Gokcen et al (2011) examined the relationship between (MTHFR) polymorphisms and Attention Deficit Hyperactivity Disorder (ADHD) in a sample of Turkish children. Of the two main mutations studied, the A1298C allele was found to be linked with ADD/ADHD. This study therefore suggests a link between MTHFR and ADHD.
The MTHFR enzyme is essential for DNA synthesis, with a mutation of the gene known to vastly increase an individual’s chance of expressing or developing a disease state. This meta-analysis by Pu et al (2013) examined the link between MTHFR and Autism Spectrum Disorders (ASD). Results from all studies showed the C677T mutation to be associated with an increased risk of ASD in countries without folic acid food fortification.
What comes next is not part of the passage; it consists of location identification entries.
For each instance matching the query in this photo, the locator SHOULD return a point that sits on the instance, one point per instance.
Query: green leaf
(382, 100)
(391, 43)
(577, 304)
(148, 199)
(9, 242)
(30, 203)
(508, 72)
Weng et al (2014) conducted research on young mice to examine how extensively DNA methylation within the brain is regulated by nutrition early in life. The thalamus and hippocampus of malnourished mice were compared to the brains of normal mice, with the two regions showing differences in their levels of DNA methylation. 500 variations of gene methylation were found in the thalamus, with 60% of these variations relating to development of nerve cells and psychiatric disease. This shows the DNA methylation status of parts of the brain can differ, and is affected by malnutrition from a young age. This also highlights malnutrition from a young age may increase the risk of psychiatric disorders.
A study examining the presence of mutated MTHFR and methylation-related genes in mothers of children with Down’s Syndrome (DS) was undertaken by Liao et al (2010). The authors found the homozygous 677TT mutation to be more prevalent in mothers of children with DS when compared to a group of mothers with healthy controls. This mutation was found to give mothers a 3.51 increased risk of giving birth to a DS child compared to controls. The MTRR A66G mutation was also independently associated with a 3.16 fold increase in DS risk.
The presence of the MTHFR C677T mutation was studied in a group of mothers with Down’s Syndrome children. Results found the 677TT genotype to be present in 1.8% of the case group, with none of the women in the control group found to be carrying this genotype. The frequency of a T allele in cases was 0.13, compared with 0.11 in controls. Therefore, neither of these findings were found to be positively linked with the increased risk of developing Down’s Syndrome in offspring.